Years ago I read that a high percentage of millionaires regularly re-soled dress shoes rather than buying new ones. I didn’t know how it worked, but I immediately began replacing soles on my old shoes – I could hardly wait for this to make me a millionaire!
Well, I’m not actually that slow, but it did take some time for me to fully understand the difference between correlation and causation. Resoling shoes does not cause anyone to become a millionaire. This should be obvious. But many people who get rich do so because they watch their money closely, are careful with every decision, save what they can, when they can.
Over time all these little, thrifty, discerning decisions, like resoling shoes, add up.
The fact that it now costs more to buy new soles rather than to buy new shoes is beside the point! The point is that many things go together in ways that seem to be a result of cause and effect. However, the reality is that just a correlation exists between the two, not a causation.
Take automatic weapons and mass shootings. Owning an assault rifle that has been modified to perform like a machine gun does not make anyone become a killer. Many people own guns who have never killed anyone. Many people own guns who have never killed anything at all. Gun ownership does not necessarily lead to violence. There is no causation.
There is a correlation, however.
No one has ever killed 59 people from hundreds of feet away who did not own an assault rifle, modified to become a machine gun.

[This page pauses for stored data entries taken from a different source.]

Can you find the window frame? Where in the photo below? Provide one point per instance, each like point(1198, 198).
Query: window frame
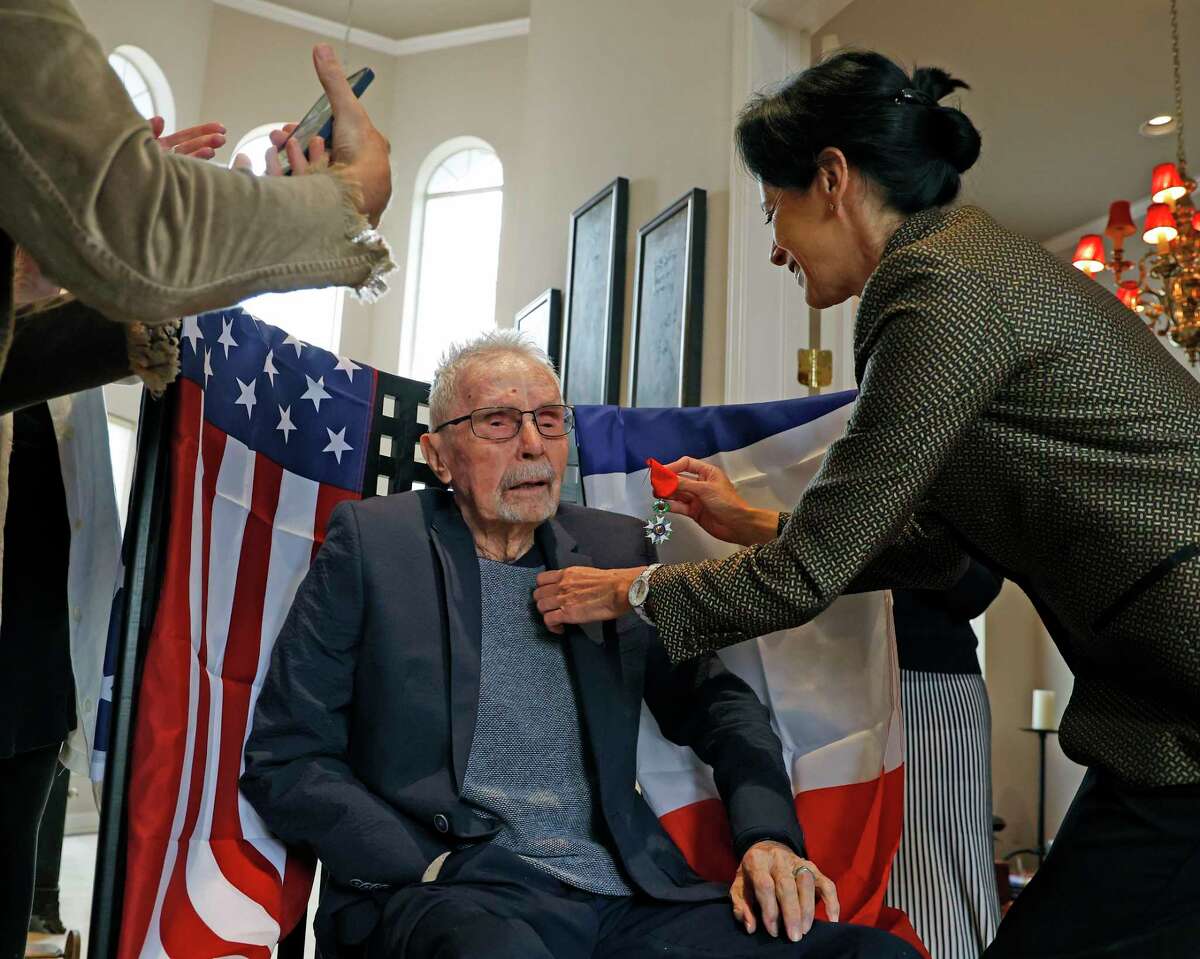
point(432, 162)
point(155, 79)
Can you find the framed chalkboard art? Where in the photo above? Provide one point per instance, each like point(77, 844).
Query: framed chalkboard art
point(595, 297)
point(541, 321)
point(669, 306)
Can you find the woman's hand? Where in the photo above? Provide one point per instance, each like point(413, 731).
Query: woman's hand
point(201, 142)
point(358, 147)
point(30, 285)
point(582, 594)
point(708, 497)
point(784, 886)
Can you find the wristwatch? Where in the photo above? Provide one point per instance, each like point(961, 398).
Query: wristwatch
point(640, 589)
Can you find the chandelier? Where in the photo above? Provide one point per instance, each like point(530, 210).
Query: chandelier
point(1167, 292)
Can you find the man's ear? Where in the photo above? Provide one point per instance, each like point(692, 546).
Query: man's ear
point(431, 448)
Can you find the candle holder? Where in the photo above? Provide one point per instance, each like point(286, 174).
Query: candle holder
point(1041, 850)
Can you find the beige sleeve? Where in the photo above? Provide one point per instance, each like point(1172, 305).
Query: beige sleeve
point(137, 233)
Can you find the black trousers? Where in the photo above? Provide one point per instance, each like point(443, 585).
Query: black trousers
point(1122, 879)
point(495, 905)
point(24, 786)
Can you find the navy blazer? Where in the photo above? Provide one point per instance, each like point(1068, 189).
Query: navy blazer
point(366, 718)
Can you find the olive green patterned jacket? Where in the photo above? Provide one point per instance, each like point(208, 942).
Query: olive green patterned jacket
point(1011, 408)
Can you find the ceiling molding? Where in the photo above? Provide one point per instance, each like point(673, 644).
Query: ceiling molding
point(468, 35)
point(371, 41)
point(1065, 243)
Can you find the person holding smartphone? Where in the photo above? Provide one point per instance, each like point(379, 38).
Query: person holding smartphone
point(144, 235)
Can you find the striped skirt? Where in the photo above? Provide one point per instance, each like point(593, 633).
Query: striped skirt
point(943, 875)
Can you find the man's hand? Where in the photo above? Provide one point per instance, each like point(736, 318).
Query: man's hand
point(582, 594)
point(783, 885)
point(709, 497)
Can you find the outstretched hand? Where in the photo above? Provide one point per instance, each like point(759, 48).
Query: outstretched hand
point(707, 496)
point(358, 147)
point(783, 886)
point(201, 142)
point(582, 594)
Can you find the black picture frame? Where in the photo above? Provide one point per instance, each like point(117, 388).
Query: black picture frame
point(666, 346)
point(541, 321)
point(594, 319)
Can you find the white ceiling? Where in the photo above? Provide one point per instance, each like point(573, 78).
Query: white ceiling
point(1059, 89)
point(401, 19)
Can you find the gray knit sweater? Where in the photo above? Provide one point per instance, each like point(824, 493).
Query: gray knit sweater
point(527, 767)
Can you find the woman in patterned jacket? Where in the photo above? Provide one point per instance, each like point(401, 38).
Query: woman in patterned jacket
point(1009, 409)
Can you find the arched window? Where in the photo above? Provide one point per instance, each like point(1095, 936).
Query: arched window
point(145, 83)
point(454, 251)
point(311, 315)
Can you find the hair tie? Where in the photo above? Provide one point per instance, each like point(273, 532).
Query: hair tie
point(910, 95)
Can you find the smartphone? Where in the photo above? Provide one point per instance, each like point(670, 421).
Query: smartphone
point(319, 119)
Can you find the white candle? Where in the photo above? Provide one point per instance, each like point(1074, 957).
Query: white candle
point(1043, 709)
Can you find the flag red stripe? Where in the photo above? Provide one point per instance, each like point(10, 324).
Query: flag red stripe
point(159, 742)
point(858, 861)
point(240, 862)
point(181, 929)
point(328, 497)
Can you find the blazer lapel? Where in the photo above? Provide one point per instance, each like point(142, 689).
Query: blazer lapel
point(595, 665)
point(460, 570)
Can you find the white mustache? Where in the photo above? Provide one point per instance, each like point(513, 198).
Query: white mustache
point(527, 473)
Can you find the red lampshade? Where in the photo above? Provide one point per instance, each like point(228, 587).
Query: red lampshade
point(1129, 294)
point(1090, 253)
point(1120, 221)
point(1159, 225)
point(1165, 184)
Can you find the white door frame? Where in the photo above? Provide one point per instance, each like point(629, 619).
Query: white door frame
point(767, 319)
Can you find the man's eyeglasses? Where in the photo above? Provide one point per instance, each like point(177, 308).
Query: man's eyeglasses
point(504, 421)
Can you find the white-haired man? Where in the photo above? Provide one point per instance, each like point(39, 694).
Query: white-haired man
point(467, 778)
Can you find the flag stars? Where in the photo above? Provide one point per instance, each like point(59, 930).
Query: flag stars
point(316, 391)
point(337, 444)
point(286, 425)
point(347, 366)
point(192, 331)
point(247, 396)
point(269, 366)
point(226, 337)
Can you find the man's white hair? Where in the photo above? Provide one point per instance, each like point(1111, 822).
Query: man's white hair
point(460, 357)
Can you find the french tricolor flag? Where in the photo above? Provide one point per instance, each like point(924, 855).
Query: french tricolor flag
point(832, 685)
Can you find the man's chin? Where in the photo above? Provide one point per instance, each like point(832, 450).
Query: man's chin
point(522, 508)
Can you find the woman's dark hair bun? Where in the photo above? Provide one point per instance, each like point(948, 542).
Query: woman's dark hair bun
point(953, 133)
point(889, 126)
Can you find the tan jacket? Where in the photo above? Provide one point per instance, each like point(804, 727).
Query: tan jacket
point(1014, 411)
point(136, 233)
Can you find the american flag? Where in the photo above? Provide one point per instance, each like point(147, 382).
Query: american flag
point(269, 435)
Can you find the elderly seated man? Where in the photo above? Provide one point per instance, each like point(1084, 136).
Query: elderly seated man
point(467, 778)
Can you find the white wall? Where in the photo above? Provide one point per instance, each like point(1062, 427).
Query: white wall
point(479, 91)
point(174, 33)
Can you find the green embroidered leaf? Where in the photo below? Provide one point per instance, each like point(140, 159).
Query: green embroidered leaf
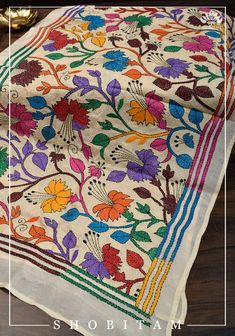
point(76, 64)
point(201, 68)
point(92, 104)
point(106, 125)
point(72, 49)
point(143, 208)
point(55, 56)
point(128, 215)
point(3, 160)
point(101, 140)
point(172, 48)
point(112, 115)
point(120, 104)
point(152, 253)
point(161, 231)
point(142, 236)
point(154, 220)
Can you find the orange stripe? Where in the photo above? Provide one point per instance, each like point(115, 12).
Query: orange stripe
point(153, 306)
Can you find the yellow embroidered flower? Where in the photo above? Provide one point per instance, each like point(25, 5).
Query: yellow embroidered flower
point(145, 108)
point(58, 196)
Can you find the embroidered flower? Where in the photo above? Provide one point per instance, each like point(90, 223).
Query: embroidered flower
point(74, 117)
point(26, 72)
point(57, 40)
point(94, 22)
point(198, 43)
point(212, 18)
point(100, 262)
point(21, 120)
point(97, 169)
point(56, 197)
point(136, 21)
point(113, 205)
point(94, 266)
point(141, 165)
point(147, 108)
point(172, 67)
point(118, 61)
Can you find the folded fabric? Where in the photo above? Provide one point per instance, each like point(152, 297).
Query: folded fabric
point(116, 127)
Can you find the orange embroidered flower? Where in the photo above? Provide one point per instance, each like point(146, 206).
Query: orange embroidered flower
point(57, 195)
point(116, 203)
point(147, 108)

All the mass killers, in a sad and sordid string of mass killers in our country, owned guns. Most of them owned multiple guns. Most of them own guns that are not made for self-protection. Most of them owned guns that are so horribly destructive they are inappropriate for hunting.
On the other hand, many people have reached an impasse in a relationship, fallen into despair due to misfortune, or become so unhinged due to mental illness that, had they owned a gun, they might have used it violently. Not-owning a gun was not the cause of their despair or rage. Again, there is no causation. There is, however, a strong correlation: only those with guns could become mass murderers, whether in premeditation or a fit of rage.
Guns are not the cause of our problems. Tragically, our problems are much deeper than that.
But there is a strong correlation between our obsession with guns, our inability to make reasonable decisions about their possession and use, the sheer number of, and access to, these weapons of mass destruction – and the growing number of grieving parents and spouses and siblings and children and neighbors and coworkers, whose lives have been irreparably changed by a gun.
Maybe, regarding the things that matter the very most, however, there is both correlation and a cause.
There is a strong correlation between my love for my family and my relationship to freedom. In other words, if taking SOME step, any, first, simple, reasonable step to reduce gun violence saved just one member of my own family from an act of brutal, senseless violence (and even if that's all that taking that one step did), then I would be willing to take that step – even if it cost a little bit of my freedom.
Maybe you love your family as much as I do, and if you do – there is a cause we ought to embrace together.